Titherington shut his note book and swore. Then he dropped his pencil on the floor. I felt quite sorry for him. If I had known Hilda’s surname I should have told it to him at once.
“It’s just possible,” I said, “that Selby-Harrison’s father might know. He lives down in these parts somewhere. Perhaps you’ve met him.”
“There’s only one Selby-Harrison here. He’s on your committee, a warm supporter of yours.”
“That’s the man. Selby-Harrison, the son I mean, said he’d write to the old gentleman and tell him to vote for me. I expect he went on my committee after that.”
“And you think he can get at this young woman’s mother?”
“No. I don’t think anything of the sort. All I say is that he may possibly know the name of Hilda’s mother.”
“Can’t I get at Miss Beresford’s mother?”
“No, you can’t. She’s been dead for twenty years.”
“A good job for her,” said Titherington.
“The Archdeacon would agree with you there.”
“What Archdeacon?”
I saw that I had made an unfortunate admission. Titherington, in his present mood, would be quite capable of bringing the Archdeacon down on us here. I would almost rather have a second nurse. I hastened to cover my mistake.
“Any Archdeacon,” I said. “You know what Archdeacons are. There isn’t one of them belonging to any church who wouldn’t disapprove strongly of Miss Beresford.”
Titherington grunted.
“If I thought an Archdeacon would be any use,” he said, “I’d get a dozen if I had to pay them fifty pounds apiece.”
“They wouldn’t help in the slightest. Miss Beresford and Hilda have libelled twenty-three bishops in their day. They’d simply laugh at your Archdeacons.”
“Well,” said Titherington, “I suppose that’s all I am to get out of you.”
“That’s all. If there was anything else I could suggest——”
Titherington picked up his pencil again.
“I’ll try Selby-Harrison,” he said, “and if he knows the name——”
“If he doesn’t, get him to wire to his son for it. He certainly knows.”
“I will.”
“I needn’t tell you,” I added, “that the telegram must be cautiously worded.”
“What do you mean?”
“Merely that if Selby-Harrison, the son, suspects that you and the father want to worry Hilda or Miss Beresford in any way he’ll lie low and not answer the telegram. He’s on the committee of the A.S.P.L., so of course he won’t want the work of the society to be interfered with.”
“If he doesn’t answer, I’ll go up to Dublin to-night and drag it out of the young pup by force. It’ll be a comfort anyhow to be dealing with somebody I can kick. These girls are the very devil.”

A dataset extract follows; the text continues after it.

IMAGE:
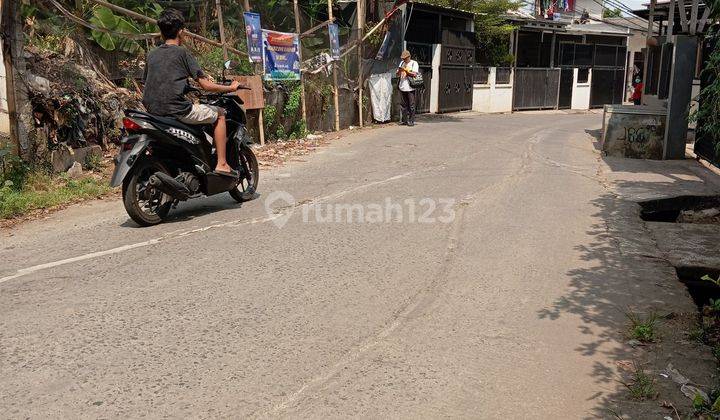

“No. 175 Trinity College is the address,” I said. “J is the initial. If he’s not in his rooms when you call just ask where the 3rd A. happens to be playing.”
“The what?”
“It’s a hockey eleven and it’s called the 3rd A. Miss Beresford told me so and I think we may rely on it that she, at least, speaks the truth. Selby-Harrison sometimes plays halfback and sometimes inside left, but anybody would point him out to you.”
Titherington took several careful notes in his book.
“It’s not much of a chance,” I said, “but it will keep you busy for a while and anything is better than sitting still and repining.”
“In the infernal fix we’re in,” said Titherington, “anything is worth trying.”